Entrambe sono avvicinabili, ma difficilmente raggiungibili. Particolarmente pericolosi sono gli ultimi metri di cammino, da percorrere su cenge strettissime sull'orlo del precipizio, e l'accesso agli edifici. Per questo motivo il nostro itinerario prevede una tranquilla contemplazione dal basso e non la «conquista» delle rocche. Del resto chi scrive, affetto da vertigini, si è guardato bene dall'avvicinarsi troppo e ha fatto prudentemente ricorso alla nutrita letteratura e all'eloquenza delle fotografie che l'accompagnano.
Nani e streghe
È normale che intorno a queste costruzioni antiche e misteriose (nessun documento ne spiega origine e funzioni, o semplicemente ne parla) si siano condensate molte leggende.

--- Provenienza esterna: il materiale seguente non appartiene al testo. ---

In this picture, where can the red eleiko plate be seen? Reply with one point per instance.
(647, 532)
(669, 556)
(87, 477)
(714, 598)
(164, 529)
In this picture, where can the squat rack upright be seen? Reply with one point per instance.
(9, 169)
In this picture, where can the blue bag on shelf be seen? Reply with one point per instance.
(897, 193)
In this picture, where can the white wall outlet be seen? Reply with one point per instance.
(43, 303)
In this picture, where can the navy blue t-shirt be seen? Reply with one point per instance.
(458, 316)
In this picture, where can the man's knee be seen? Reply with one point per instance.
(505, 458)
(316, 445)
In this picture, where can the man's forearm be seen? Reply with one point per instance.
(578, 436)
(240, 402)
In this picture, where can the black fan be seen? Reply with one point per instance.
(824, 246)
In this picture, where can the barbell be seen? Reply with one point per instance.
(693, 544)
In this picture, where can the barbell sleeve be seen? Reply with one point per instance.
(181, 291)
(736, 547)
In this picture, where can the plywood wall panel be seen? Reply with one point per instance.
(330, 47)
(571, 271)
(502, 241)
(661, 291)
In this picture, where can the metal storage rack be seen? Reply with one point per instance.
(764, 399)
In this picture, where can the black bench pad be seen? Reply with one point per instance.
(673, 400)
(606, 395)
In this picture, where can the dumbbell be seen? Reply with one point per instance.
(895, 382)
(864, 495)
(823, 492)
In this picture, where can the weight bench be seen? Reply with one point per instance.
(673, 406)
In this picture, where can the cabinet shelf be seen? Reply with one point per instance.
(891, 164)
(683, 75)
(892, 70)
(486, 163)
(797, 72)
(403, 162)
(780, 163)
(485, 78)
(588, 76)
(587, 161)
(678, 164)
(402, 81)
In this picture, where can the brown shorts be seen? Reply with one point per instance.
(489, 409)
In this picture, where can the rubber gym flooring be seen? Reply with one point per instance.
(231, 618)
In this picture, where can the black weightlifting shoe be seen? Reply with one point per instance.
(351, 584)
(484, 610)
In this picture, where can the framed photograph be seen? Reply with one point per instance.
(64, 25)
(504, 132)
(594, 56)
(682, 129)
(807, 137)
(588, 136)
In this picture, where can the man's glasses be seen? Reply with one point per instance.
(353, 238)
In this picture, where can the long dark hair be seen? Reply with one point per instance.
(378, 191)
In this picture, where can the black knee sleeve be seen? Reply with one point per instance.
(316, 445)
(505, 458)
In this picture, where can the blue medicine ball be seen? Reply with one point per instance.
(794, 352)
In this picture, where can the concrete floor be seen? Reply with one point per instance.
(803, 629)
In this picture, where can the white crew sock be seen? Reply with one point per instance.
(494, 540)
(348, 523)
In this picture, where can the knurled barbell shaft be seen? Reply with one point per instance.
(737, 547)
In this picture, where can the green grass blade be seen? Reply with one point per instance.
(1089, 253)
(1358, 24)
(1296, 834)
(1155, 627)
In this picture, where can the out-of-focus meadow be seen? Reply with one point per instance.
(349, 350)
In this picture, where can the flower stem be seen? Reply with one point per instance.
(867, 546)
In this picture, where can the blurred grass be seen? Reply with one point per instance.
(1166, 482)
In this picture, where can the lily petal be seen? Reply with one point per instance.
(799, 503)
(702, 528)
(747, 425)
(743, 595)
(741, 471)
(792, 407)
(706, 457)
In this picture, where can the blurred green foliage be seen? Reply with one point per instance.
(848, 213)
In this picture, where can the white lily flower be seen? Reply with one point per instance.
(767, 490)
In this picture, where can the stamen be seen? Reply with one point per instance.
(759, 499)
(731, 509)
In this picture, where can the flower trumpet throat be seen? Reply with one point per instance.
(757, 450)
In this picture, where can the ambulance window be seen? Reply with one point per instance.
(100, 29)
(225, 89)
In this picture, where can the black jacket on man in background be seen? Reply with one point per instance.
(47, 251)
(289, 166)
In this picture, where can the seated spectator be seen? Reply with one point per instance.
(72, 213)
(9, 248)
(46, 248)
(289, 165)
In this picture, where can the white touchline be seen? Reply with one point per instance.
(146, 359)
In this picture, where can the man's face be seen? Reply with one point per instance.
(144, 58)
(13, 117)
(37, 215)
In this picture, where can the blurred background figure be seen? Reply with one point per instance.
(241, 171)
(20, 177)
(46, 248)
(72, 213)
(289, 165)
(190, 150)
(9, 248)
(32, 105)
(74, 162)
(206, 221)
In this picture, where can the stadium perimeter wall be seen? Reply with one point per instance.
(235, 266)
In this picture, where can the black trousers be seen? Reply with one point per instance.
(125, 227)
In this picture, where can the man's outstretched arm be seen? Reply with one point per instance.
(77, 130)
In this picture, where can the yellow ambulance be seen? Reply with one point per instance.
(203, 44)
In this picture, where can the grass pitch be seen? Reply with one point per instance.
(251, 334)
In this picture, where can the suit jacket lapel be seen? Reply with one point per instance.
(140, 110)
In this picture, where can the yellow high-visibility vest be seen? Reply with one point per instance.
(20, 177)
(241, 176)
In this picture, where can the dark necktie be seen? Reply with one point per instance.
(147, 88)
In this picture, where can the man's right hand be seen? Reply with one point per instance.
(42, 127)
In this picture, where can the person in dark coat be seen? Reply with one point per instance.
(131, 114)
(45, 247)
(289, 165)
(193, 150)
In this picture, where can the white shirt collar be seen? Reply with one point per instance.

Il fatto di scegliere qui — in un libro turistico-letterario confezionato per un pubblico tedescofono — una leggenda già apparsa in traduzione tedesca, può sembrare una semplice soluzione di comodo. In realtà la scelta di un testo pubblicato da Walter Keller ha anche altre giustificazioni: egli è stato un pioniere nella raccolta di fiabe e leggende della Svizzera italiana, così come il suo contemporaneo Hans In der Gand lo è stato nella raccolta dei canti popolari. Certo il loro metodo è più vicino a quello dei folkloristi ottocenteschi che a quello dell'etnologia attuale, ma va a questi due svizzero-tedeschi il merito di aver avviato un'esplorazione sistematica della tradizione orale ticinese.
(Incollare Keller !)
Come altre, la leggenda qui riportata, riferita a Keller da Arcadio Polti di Olivone verso il 1930, associa alle strane abitazioni magia e stregoneria: i Croix (cröisch) sono als Hexenmeister und Zauberer gefürchtet. In un paese che ha conosciuto con tanta forza il fenomeno stregonesco l'associazione sembra inevitabile. Può invece stupire trovare qui rovesciata la transustanziazione oro-carbone, tipica del sabba («il diavolo mi diede un fazzoletto con dei denari dentro, ma quando fui a casa trovai solo carboni», raccontano molti imputati): a quanto pare l'arte di questi cröisch non è di natura diabolica. Del resto si tratta di un topos presente in altre leggende, come in questa raccontata nella valle dello Hasli, nell'Oberland bernese:
Es war mitten in der Nacht, als ein Zwerglein zu einer Frau kam und sagte, sie solle kommen, sein Weib liege im bett und sollte Hilfe haben. Sie kleidete sich schnell an; das Zwerglein ging vorhaus und sie interher. Am Ende kamen sie zum Weiblein, und als alles vorbei war, richtete sich die Frau, um heimzugehen. Aber das Zwerglein sagte, sie solle einen Augenblick warten, es wolle ihr noch den Lohn reichen, und nicht lange ging's, kam es mit einer Handvoll Kohle und legte ihr diese in die Schürze. Die Frau betrachtete die Kohle und dachte, solche hätte sie zu Hause auch, und im Heimgehen schaute sie nicht lange zurück, wenn eine Kohle aus der Schürze auf den Boden fiel. Das Zwerglein sah das und rief der Frau nach:
«Je meer düü zätsch
Je minder düü hätsch!»
Je mehr du zertreust
Je weniger du hast!
Sie tat, als wenn sie hart hörte und schob ab. In der Küche warf sie die Kohle wütend auf die Feuerplatte, ging zu Bett und schlief bis weit in den Morgen hinein. Es war spät, als sie in die Küche kam und feuern wollte. Da glitzerte es auf der Feuerplatte; sie schaute besser und sah: Wohin sie die Kohle geworfen hatte, lag jetzt ein Häuflein Gold! Jetzt hätte sie das Zwerglein verstanden; sie eilte über die Treppe hinunter und wollte die verlorene Kohle suchen, aber sie fand nicht das kleinste Stücklein mehr (Handbuch der Schweizerischen Volkskultur, Offizin, Zürich 1992, Band III, 1298)*.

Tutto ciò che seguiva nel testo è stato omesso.